Les plans de « sauvetage » se succèdent : « sauvetage » de la Grèce, de l’Irlande, du Portugal… avec tous comme objectif le sauvetage de l’euro.

L’affolement joué par les gouvernants européens ne doit pas tromper.

De connivence avec les spéculateurs et les « agences de notation », ils sont en train de faire payer une deuxième fois la crise du capitalisme par les travailleurs de chaque pays pour le plus grand profit des capitalistes eux-mêmes.
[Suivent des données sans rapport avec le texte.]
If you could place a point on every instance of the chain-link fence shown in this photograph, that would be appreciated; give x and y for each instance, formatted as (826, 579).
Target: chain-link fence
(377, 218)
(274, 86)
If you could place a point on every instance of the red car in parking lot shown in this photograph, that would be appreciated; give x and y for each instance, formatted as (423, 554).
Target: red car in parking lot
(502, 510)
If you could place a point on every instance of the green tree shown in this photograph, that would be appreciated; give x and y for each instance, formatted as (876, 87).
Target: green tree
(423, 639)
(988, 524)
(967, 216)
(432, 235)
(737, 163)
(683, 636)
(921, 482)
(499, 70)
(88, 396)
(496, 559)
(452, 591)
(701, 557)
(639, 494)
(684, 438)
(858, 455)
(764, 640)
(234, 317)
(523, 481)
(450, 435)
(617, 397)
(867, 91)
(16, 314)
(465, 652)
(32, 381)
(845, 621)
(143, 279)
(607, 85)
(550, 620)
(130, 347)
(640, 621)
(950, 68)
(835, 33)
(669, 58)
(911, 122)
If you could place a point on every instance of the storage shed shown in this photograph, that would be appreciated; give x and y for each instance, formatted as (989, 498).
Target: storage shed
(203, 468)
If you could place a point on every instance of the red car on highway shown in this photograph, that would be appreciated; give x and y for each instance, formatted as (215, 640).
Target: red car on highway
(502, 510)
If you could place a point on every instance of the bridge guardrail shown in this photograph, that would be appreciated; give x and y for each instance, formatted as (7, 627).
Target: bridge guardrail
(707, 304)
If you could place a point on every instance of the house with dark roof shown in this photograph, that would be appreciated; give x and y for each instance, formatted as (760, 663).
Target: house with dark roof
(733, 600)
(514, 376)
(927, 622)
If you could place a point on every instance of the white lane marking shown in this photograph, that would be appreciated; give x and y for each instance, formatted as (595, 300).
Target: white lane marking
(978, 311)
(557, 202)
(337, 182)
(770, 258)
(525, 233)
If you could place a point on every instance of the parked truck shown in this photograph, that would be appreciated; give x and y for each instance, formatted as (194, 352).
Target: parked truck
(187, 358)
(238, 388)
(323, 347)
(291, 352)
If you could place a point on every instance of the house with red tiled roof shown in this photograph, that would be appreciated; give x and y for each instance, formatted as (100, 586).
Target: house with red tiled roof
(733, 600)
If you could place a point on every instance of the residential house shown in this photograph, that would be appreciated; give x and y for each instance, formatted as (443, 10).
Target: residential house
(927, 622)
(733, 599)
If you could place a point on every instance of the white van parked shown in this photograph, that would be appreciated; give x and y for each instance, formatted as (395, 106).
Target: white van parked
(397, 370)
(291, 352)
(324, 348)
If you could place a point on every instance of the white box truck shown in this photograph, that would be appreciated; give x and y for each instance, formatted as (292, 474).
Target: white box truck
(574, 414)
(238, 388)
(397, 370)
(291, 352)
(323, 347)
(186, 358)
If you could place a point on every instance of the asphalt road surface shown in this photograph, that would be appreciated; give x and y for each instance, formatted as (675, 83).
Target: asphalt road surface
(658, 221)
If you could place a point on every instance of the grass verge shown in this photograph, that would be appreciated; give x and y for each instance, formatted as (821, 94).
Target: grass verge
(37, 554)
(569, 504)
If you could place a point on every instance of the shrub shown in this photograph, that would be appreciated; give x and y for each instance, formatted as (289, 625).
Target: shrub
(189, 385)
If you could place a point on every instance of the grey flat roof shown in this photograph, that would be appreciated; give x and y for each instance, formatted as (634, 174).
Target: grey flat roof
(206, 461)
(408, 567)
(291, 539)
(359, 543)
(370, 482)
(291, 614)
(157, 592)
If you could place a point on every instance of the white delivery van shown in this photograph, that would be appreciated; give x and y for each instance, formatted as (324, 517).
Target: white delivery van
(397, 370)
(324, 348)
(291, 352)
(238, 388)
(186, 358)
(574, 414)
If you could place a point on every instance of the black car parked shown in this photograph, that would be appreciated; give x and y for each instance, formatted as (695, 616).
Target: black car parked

Ils l’ont fait une première fois à partir de 2008 en aggravant les déficits publics pour aider davantage les plus riches et renflouer les banques.

Ils entendent saigner à nouveau les salariés, les retraités, les jeunes pour rembourser maintenant les « dettes » publiques qu’ils ont fabriquées. Les groupes financiers, déjà bénéficiaires hier, s’en repaissent aujourd’hui avec des intérêts galopants.

Voilà ce que signifie concrètement, techniquement « Sauver l’euro ».

Ce que le PCF avait si justement dénoncé dans les années 80 et 90 se réalise.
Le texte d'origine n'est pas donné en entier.